La lista scorre così, tra artiste e artisti, curatrici e curatori, pensatrici e pensatori asiatici, africani, mediorientali, sudamericani. Maschi bianchi (cis e privilegiati, aggiungerei come battuta) non pervenuti fino alla posizione 28, dove insieme a Manuela Wirth troviamo Iwan Wirth e Marc Payot, ovvero i titolari della galleria londinese Hauser & Wirth. Abbastanza ironicamente è proprio tra i galleristi che troviamo la più parte degli altri «Power100» di categoria: Larry Gagosian, David Zwirner, Emmanuel Perrotin, delle omonime gallerie, e Marc Glimcher e Jay Jopling di Pace Gallery e White Cube. Italiani? Patrizia Sandretto Re Rebaudengo e Miuccia Prada, con le loro ricche, spettacolari collezioni e musei.

Le artiste e gli artisti europei sono invece quasi del tutto snobbati ma va meglio se torniamo su Artsy. Nella sua lista dei dieci artisti più influenti del 2024 c'è Isabella Ducrot. Non la conoscete? Eppure è una rising star, sebbene tardiva, il cui successo è arrivato dopo i 90 anni. È nata a Napoli nel 1931, Mosca è il suo cognome da nubile, vive a Roma dove lavora con tessuti e arte figurativa per opere di estrema grazia, oggi amatissime dai collezionisti. In lista c'è anche Maurizio Cattelan. Gli ultimi mesi del 2024 ha tenuto banco il caso Comedian, ovvero la sua banana scocciata, con l'aggiudicazione da Sotheby's a più di sei milioni di dollari a fronte di una stima di solo un milione.

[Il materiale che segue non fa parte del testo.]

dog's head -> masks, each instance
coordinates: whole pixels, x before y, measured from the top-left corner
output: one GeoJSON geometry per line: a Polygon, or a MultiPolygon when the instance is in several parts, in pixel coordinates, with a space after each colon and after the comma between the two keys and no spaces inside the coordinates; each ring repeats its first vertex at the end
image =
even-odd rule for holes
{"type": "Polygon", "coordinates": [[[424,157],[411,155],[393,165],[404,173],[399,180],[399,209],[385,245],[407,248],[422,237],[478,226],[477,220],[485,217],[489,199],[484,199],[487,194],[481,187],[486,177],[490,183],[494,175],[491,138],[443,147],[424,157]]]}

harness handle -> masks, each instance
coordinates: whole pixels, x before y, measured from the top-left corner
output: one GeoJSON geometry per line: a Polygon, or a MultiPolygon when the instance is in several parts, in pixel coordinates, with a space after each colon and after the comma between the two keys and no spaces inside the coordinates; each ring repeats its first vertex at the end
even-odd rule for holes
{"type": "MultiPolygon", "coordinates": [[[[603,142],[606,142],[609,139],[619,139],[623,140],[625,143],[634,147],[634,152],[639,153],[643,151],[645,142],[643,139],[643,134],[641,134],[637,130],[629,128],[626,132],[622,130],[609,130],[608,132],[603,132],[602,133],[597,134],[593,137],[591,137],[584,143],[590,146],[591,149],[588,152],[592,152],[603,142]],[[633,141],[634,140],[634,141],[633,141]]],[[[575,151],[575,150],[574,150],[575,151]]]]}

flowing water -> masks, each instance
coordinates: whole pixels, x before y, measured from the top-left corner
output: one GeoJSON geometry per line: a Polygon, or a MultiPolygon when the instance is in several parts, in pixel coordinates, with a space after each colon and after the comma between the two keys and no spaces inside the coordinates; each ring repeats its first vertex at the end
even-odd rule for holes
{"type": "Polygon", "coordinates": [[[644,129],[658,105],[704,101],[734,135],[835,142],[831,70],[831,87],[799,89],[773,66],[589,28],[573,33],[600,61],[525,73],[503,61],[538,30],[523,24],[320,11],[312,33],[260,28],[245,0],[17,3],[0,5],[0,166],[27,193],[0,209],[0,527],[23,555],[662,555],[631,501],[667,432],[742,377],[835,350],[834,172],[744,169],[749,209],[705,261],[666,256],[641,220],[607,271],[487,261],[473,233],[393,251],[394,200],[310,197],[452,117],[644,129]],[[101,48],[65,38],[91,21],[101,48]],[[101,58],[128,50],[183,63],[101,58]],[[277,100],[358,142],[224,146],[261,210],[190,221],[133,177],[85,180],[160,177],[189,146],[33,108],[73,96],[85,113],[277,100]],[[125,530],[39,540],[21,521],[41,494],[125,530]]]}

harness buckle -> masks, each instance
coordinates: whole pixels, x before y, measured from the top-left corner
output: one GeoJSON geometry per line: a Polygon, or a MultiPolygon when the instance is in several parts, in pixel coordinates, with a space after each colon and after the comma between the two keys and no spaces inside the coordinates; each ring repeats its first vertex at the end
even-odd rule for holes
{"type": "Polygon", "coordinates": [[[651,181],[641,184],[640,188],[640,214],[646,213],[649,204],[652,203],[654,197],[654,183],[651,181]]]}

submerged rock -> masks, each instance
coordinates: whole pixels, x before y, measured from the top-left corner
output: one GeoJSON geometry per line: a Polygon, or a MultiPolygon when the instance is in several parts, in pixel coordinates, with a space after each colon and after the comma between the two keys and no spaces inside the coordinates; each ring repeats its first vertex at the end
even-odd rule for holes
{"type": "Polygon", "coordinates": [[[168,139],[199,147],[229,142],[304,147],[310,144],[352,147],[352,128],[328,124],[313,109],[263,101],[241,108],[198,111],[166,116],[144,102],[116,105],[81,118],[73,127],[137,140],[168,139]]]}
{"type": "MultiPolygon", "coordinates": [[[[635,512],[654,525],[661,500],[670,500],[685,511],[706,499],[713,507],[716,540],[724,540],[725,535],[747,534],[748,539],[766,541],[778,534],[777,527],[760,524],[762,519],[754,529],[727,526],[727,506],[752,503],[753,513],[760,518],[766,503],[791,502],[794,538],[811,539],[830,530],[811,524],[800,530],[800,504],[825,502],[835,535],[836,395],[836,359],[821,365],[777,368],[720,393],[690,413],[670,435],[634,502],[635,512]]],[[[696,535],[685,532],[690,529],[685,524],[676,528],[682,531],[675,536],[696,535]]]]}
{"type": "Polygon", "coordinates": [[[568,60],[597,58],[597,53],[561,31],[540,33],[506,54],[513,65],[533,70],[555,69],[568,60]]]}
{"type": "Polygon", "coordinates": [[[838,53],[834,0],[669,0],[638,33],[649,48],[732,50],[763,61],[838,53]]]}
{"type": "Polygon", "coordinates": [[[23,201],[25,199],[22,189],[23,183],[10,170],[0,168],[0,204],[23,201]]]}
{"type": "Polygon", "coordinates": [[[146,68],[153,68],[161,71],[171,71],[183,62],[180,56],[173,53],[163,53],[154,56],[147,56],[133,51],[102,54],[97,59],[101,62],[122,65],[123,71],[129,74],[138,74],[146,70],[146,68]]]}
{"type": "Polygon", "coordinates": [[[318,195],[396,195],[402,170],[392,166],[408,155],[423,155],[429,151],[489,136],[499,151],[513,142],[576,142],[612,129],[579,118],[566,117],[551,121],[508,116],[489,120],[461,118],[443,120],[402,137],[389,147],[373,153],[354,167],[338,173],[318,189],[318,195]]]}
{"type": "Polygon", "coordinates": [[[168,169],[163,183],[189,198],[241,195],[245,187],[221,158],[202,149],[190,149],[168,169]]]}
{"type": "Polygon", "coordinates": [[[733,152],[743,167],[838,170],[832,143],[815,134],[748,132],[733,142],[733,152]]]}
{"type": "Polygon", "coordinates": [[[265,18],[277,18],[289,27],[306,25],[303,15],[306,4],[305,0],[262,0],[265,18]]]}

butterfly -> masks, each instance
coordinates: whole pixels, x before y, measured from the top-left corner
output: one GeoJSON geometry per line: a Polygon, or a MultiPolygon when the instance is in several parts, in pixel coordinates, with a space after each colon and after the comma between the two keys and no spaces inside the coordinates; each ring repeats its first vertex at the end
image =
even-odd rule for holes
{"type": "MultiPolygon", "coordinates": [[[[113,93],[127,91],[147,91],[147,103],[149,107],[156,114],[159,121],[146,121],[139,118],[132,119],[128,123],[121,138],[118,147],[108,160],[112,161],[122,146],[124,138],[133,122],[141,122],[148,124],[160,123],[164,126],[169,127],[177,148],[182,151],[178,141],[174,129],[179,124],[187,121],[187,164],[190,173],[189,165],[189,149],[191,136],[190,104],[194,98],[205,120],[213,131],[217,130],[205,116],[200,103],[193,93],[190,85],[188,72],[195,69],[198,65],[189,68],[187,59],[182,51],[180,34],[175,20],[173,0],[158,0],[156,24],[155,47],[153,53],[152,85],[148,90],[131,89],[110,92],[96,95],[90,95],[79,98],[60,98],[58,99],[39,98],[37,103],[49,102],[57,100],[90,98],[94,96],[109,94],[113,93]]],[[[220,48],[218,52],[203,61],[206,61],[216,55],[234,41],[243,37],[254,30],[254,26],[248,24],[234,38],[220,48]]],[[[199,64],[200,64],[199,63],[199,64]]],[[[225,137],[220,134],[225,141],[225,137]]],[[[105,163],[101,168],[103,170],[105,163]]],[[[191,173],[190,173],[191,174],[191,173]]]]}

Ironie a parte, quanto a mercato si è trattato di un segnale positivo, come ogni volta che si supera la stima o il top price di un artista. È successo anche per le vendite-record dell'anno, ovvero L'empire des lumières (1954) di René Magritte e Standard Station, Ten-Cent Western Being Torn in Half (1964) di Ed Ruscha, con i loro 121 e 68 milioni di aggiudicazione. Ma il capolavoro surrealista è stata l'unica opera ad essere aggiudicata quest'anno sopra i 100 milioni, rispetto a due l'anno scorso e sei nel 22. Ancora: nel 2024 il prezzo totale dei cento lotti più costosi venduti all'asta nel mondo è andato vicino a 1,8 miliardi di dollari, in confronto ai 2,4 miliardi del 23 e ai 4,1 del 22. Bene dunque il mercato, ma non benissimo.

Quest'anno dietro a Magritte e Ruscha, nelle prime 10 aggiudicazioni ci sono 65 milioni di dollari per Nymphéas (191417) di Claude Monet, 46 per Untitled (ELMAR) (1982) di Jean-Michel Basquiat, e altre aggiudicazioni sopra i 30 milioni per un altro Magritte, un altro Monet, due van Gogh, un Warhol, un Rothko. Artisti blue chip, più che storicizzati, e dunque investimenti di pregio, sicuri. Ma allo stesso tempo, ci dice Artprice, nella prima metà del 2024 i lotti venduti per meno di 10.000 dollari sono stati il segmento in più rapida crescita, con il 91% delle opere d'arte offerte in asta nel mondo, in aumento rispetto agli anni precedenti. Allora dov'è calato il volume d'affari? Nella terra di mezzo di chi dalle decine e centinaia di migliaia (di dollari o euro) avrebbe dovuto fare il balzo verso territori milionari, ovvero gli artisti più rischiosi, magari di moda ma poco storicizzati.

Nel giro delle interviste su mercato 2024 e tendenze 2025 tutti gli esperti concordano sull'espansione del mercato asiatico e mediorientale. Dove però curiosamente i collezionisti sembrano puntare sulla solita, vecchia, noiosa arte europea e americana.